Not only did we see higher conversion rates, we also learned a lot about game interaction, game design, and players motivation. This was made possible by the detailed control Bunchball's Nitro platform gave us.
Despite the higher conversion in our pilot, I don't think we can make a direct statement that gamification drives revenue and guarantees ROI. This is not a simple demand generation program with clear conversion paths and single responses - like paid search and email are. Gamification is much more about engagement and long-term strategy to drive behavior change. This could be trial conversions, software upgrades, platform adoption, etc.

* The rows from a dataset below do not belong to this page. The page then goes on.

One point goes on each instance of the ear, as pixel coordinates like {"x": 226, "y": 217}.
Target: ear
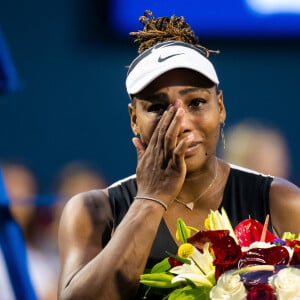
{"x": 221, "y": 105}
{"x": 132, "y": 114}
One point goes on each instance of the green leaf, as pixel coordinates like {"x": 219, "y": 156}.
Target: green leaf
{"x": 183, "y": 260}
{"x": 162, "y": 266}
{"x": 188, "y": 293}
{"x": 183, "y": 233}
{"x": 158, "y": 280}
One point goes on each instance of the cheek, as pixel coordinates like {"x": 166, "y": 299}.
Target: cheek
{"x": 147, "y": 127}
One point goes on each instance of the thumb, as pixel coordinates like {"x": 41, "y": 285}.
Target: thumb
{"x": 139, "y": 146}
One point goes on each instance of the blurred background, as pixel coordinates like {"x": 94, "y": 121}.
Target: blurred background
{"x": 71, "y": 58}
{"x": 64, "y": 127}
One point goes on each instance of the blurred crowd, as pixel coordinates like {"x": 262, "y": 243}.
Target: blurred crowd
{"x": 249, "y": 144}
{"x": 38, "y": 216}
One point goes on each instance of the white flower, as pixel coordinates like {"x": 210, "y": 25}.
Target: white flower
{"x": 228, "y": 287}
{"x": 286, "y": 284}
{"x": 201, "y": 270}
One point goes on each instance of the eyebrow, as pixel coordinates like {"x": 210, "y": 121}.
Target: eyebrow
{"x": 192, "y": 89}
{"x": 164, "y": 97}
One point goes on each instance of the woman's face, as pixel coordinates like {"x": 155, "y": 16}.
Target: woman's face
{"x": 203, "y": 106}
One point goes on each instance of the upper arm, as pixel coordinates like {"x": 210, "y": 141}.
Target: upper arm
{"x": 84, "y": 229}
{"x": 285, "y": 206}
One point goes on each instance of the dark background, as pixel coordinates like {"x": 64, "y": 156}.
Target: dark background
{"x": 72, "y": 102}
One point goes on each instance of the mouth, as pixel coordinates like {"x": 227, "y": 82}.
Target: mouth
{"x": 192, "y": 148}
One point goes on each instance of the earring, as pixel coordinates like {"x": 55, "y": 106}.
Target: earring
{"x": 222, "y": 125}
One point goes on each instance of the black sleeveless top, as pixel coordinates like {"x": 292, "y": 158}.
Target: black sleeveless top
{"x": 246, "y": 195}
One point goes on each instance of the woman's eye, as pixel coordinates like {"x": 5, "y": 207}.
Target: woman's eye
{"x": 157, "y": 108}
{"x": 197, "y": 102}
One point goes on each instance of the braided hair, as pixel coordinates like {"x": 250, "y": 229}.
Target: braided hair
{"x": 163, "y": 29}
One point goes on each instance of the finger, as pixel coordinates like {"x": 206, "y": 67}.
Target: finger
{"x": 179, "y": 151}
{"x": 139, "y": 146}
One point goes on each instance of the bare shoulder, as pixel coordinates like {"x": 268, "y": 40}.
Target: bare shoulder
{"x": 92, "y": 205}
{"x": 285, "y": 205}
{"x": 84, "y": 229}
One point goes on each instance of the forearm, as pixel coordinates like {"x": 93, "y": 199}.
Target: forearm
{"x": 116, "y": 269}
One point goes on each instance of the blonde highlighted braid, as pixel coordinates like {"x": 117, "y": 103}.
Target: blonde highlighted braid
{"x": 164, "y": 29}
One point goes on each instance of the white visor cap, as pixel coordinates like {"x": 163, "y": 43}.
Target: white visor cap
{"x": 164, "y": 57}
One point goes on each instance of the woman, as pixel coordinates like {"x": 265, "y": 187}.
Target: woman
{"x": 107, "y": 237}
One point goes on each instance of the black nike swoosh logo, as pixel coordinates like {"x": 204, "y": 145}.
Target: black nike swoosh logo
{"x": 161, "y": 59}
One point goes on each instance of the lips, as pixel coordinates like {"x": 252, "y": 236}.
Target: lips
{"x": 192, "y": 148}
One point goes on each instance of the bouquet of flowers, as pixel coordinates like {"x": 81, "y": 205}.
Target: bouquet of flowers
{"x": 247, "y": 262}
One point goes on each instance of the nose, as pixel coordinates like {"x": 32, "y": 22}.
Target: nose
{"x": 186, "y": 124}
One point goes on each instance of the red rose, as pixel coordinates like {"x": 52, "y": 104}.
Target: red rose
{"x": 261, "y": 291}
{"x": 277, "y": 255}
{"x": 249, "y": 231}
{"x": 224, "y": 247}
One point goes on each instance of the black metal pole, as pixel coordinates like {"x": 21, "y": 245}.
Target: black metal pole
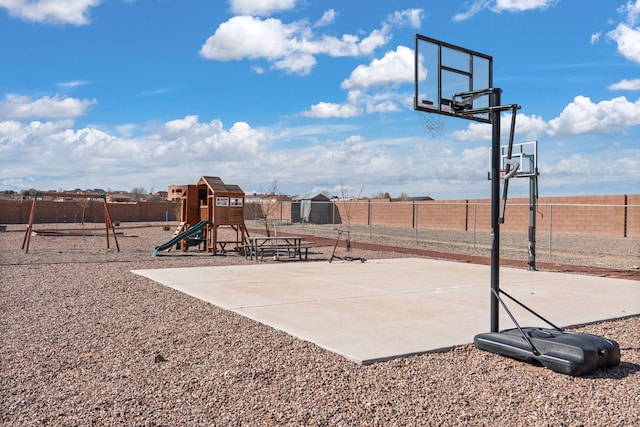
{"x": 532, "y": 221}
{"x": 495, "y": 210}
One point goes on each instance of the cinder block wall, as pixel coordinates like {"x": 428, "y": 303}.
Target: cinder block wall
{"x": 616, "y": 215}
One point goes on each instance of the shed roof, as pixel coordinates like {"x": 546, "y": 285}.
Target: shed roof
{"x": 216, "y": 184}
{"x": 318, "y": 197}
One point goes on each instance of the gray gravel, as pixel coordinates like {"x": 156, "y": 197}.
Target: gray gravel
{"x": 86, "y": 342}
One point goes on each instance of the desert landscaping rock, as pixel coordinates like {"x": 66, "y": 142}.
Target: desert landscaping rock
{"x": 86, "y": 342}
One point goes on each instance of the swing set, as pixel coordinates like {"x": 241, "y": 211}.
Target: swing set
{"x": 84, "y": 198}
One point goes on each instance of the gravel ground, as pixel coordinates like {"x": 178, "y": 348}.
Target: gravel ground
{"x": 86, "y": 342}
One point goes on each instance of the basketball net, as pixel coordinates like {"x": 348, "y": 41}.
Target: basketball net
{"x": 432, "y": 123}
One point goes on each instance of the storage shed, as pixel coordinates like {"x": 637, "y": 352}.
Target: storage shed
{"x": 311, "y": 208}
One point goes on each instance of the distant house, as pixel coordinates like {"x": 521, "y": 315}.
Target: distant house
{"x": 311, "y": 208}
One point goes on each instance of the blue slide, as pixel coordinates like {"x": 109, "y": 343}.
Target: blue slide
{"x": 196, "y": 229}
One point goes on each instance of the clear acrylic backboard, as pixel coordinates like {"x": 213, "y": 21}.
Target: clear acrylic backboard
{"x": 449, "y": 79}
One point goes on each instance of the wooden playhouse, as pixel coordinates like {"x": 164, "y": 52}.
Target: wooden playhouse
{"x": 219, "y": 203}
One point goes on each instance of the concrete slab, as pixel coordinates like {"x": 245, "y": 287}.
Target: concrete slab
{"x": 390, "y": 308}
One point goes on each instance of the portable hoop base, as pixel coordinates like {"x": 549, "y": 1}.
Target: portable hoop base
{"x": 569, "y": 353}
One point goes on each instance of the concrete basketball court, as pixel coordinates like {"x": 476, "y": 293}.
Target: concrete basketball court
{"x": 383, "y": 309}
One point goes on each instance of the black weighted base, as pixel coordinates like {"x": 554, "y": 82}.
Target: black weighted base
{"x": 569, "y": 353}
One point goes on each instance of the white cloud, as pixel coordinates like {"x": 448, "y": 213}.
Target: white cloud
{"x": 323, "y": 110}
{"x": 327, "y": 18}
{"x": 72, "y": 84}
{"x": 290, "y": 47}
{"x": 626, "y": 34}
{"x": 499, "y": 6}
{"x": 521, "y": 5}
{"x": 395, "y": 67}
{"x": 409, "y": 17}
{"x": 260, "y": 7}
{"x": 582, "y": 116}
{"x": 56, "y": 107}
{"x": 74, "y": 12}
{"x": 628, "y": 40}
{"x": 626, "y": 84}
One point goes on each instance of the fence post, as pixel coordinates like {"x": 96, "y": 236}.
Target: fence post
{"x": 550, "y": 229}
{"x": 475, "y": 207}
{"x": 415, "y": 219}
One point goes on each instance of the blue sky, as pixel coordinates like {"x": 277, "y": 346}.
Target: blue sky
{"x": 316, "y": 95}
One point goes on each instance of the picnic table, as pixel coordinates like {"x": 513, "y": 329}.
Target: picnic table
{"x": 291, "y": 246}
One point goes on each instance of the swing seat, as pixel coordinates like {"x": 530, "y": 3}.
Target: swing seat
{"x": 569, "y": 353}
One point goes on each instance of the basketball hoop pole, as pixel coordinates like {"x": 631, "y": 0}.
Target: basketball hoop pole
{"x": 494, "y": 101}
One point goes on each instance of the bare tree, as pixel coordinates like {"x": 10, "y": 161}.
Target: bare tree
{"x": 347, "y": 205}
{"x": 270, "y": 204}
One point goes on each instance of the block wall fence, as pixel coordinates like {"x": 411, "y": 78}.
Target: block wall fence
{"x": 615, "y": 216}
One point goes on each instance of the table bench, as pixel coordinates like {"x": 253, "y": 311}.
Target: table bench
{"x": 292, "y": 245}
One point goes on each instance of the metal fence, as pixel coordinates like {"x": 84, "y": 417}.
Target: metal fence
{"x": 597, "y": 235}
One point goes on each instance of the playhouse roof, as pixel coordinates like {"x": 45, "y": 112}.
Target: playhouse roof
{"x": 216, "y": 184}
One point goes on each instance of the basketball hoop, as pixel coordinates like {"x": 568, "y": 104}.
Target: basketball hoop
{"x": 433, "y": 124}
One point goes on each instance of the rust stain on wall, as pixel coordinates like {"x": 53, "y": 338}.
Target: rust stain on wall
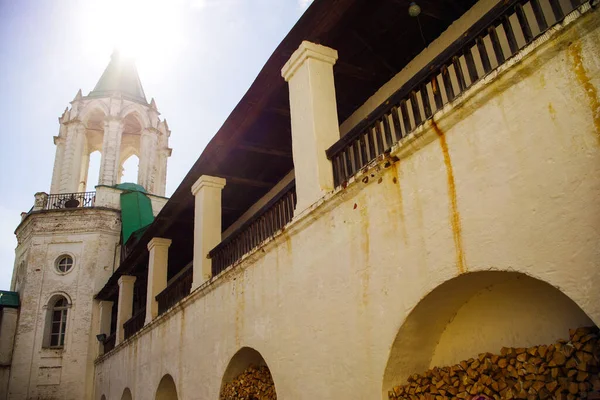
{"x": 584, "y": 80}
{"x": 454, "y": 214}
{"x": 366, "y": 247}
{"x": 239, "y": 309}
{"x": 397, "y": 181}
{"x": 552, "y": 111}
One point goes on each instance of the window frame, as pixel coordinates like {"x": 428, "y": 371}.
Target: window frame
{"x": 57, "y": 315}
{"x": 60, "y": 259}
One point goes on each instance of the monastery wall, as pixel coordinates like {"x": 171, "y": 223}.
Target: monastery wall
{"x": 89, "y": 236}
{"x": 479, "y": 231}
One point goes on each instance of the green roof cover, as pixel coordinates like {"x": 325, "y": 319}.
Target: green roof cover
{"x": 9, "y": 299}
{"x": 136, "y": 209}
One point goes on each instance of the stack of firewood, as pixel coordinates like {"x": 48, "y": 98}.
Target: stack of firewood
{"x": 564, "y": 370}
{"x": 255, "y": 383}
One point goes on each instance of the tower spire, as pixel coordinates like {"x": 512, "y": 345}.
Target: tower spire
{"x": 120, "y": 76}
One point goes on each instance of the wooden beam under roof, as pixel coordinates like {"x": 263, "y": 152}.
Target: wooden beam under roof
{"x": 255, "y": 148}
{"x": 247, "y": 182}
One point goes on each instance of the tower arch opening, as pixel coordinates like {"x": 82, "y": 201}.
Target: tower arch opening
{"x": 129, "y": 169}
{"x": 249, "y": 371}
{"x": 479, "y": 313}
{"x": 166, "y": 389}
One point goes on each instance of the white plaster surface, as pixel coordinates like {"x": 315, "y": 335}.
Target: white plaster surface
{"x": 507, "y": 180}
{"x": 89, "y": 235}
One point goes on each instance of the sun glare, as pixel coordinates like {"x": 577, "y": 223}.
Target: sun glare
{"x": 151, "y": 31}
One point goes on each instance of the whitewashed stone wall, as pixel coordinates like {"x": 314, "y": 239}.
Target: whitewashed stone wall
{"x": 89, "y": 235}
{"x": 499, "y": 195}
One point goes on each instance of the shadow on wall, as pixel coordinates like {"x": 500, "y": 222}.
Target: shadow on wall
{"x": 166, "y": 389}
{"x": 476, "y": 313}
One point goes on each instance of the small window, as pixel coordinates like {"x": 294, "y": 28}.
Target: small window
{"x": 64, "y": 263}
{"x": 58, "y": 322}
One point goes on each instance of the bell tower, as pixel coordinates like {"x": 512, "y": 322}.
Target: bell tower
{"x": 116, "y": 120}
{"x": 69, "y": 243}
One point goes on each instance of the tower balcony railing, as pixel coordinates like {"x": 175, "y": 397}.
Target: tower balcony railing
{"x": 69, "y": 200}
{"x": 266, "y": 222}
{"x": 487, "y": 44}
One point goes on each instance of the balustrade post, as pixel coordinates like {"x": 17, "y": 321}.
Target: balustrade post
{"x": 124, "y": 305}
{"x": 207, "y": 225}
{"x": 105, "y": 318}
{"x": 315, "y": 127}
{"x": 158, "y": 261}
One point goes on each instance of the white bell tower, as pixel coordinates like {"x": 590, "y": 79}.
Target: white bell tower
{"x": 69, "y": 242}
{"x": 116, "y": 120}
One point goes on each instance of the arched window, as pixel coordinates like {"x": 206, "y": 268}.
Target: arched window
{"x": 56, "y": 322}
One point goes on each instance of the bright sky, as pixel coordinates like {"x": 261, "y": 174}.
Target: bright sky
{"x": 195, "y": 57}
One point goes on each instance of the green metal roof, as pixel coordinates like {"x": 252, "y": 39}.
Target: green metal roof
{"x": 9, "y": 299}
{"x": 120, "y": 76}
{"x": 133, "y": 187}
{"x": 136, "y": 213}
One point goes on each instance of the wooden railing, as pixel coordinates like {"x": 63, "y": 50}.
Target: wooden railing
{"x": 266, "y": 222}
{"x": 70, "y": 200}
{"x": 134, "y": 324}
{"x": 498, "y": 35}
{"x": 109, "y": 343}
{"x": 176, "y": 291}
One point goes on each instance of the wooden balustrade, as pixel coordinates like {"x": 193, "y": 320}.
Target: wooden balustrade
{"x": 70, "y": 200}
{"x": 176, "y": 291}
{"x": 265, "y": 223}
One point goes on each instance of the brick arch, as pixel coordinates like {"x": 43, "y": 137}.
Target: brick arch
{"x": 241, "y": 360}
{"x": 476, "y": 313}
{"x": 126, "y": 395}
{"x": 166, "y": 389}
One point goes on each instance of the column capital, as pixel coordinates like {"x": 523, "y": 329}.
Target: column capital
{"x": 126, "y": 279}
{"x": 161, "y": 242}
{"x": 304, "y": 52}
{"x": 208, "y": 181}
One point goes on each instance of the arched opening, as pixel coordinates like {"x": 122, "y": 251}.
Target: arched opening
{"x": 56, "y": 322}
{"x": 467, "y": 322}
{"x": 166, "y": 389}
{"x": 247, "y": 376}
{"x": 126, "y": 394}
{"x": 129, "y": 169}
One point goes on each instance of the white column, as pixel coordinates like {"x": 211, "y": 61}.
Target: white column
{"x": 71, "y": 166}
{"x": 124, "y": 305}
{"x": 158, "y": 260}
{"x": 111, "y": 149}
{"x": 315, "y": 126}
{"x": 105, "y": 318}
{"x": 58, "y": 161}
{"x": 207, "y": 224}
{"x": 148, "y": 143}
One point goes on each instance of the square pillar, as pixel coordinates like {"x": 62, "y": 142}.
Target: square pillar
{"x": 207, "y": 224}
{"x": 315, "y": 126}
{"x": 158, "y": 261}
{"x": 124, "y": 305}
{"x": 105, "y": 317}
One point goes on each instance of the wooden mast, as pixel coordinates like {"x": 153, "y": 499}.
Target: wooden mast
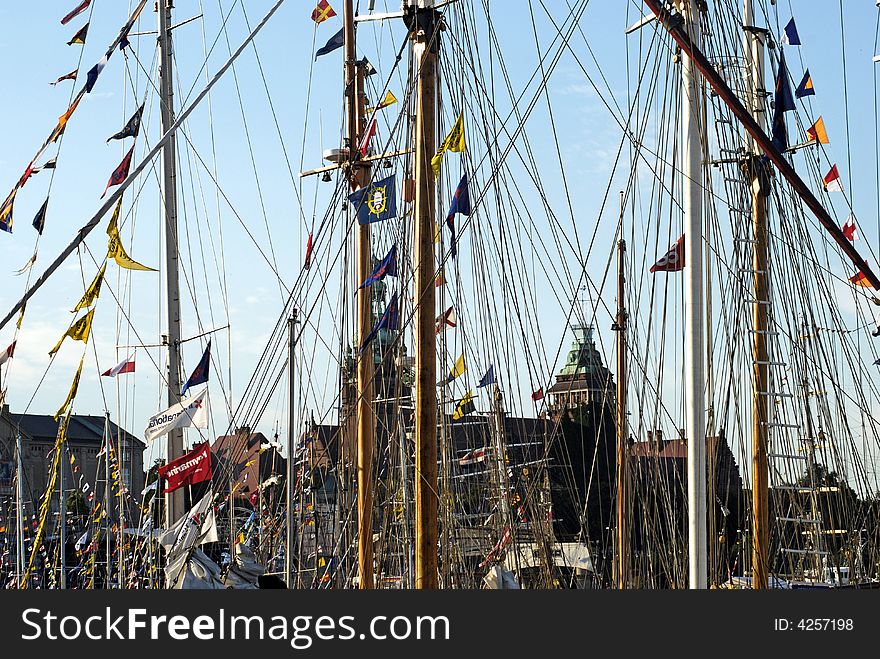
{"x": 760, "y": 188}
{"x": 621, "y": 562}
{"x": 174, "y": 502}
{"x": 290, "y": 474}
{"x": 695, "y": 413}
{"x": 423, "y": 25}
{"x": 20, "y": 564}
{"x": 359, "y": 174}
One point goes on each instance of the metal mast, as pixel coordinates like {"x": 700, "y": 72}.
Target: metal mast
{"x": 423, "y": 24}
{"x": 695, "y": 407}
{"x": 760, "y": 188}
{"x": 360, "y": 175}
{"x": 174, "y": 502}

We will continue to push the game-based approach across marketing channels and programs. It drives behavior. But It is up to the business to monetize that. The gamification companies don't do that. They can enable it, but it the marketers who are to monetize it. Ultimately the marketers are to discover what games will engage their customers. And this discovery is a process that evolves over time, as the players learn and interact with the games.
Enterprise adoption for gamification has been slow, and that because simply creating a game doesn't mean anyone will play it. As gamification requires longer term focus, it is often difficult to resource when short term pressure pushed funds to be allocated to proven demand generation programs. Ultimately, with experimentation marketers will be able to understand how their customers respond, and apply game-based stimuli to effectively drive engagement.
Gamifying anything can be difficult, but it definitely works to drive engagement and behavior change. Is it the silver bullet ? Not immediately, but it does allow to get deeper and more meaningful interactions. Game over ? Not so much. Those staying on the sidelines will find themselves behind as consumer decisions get democratized more and more over time.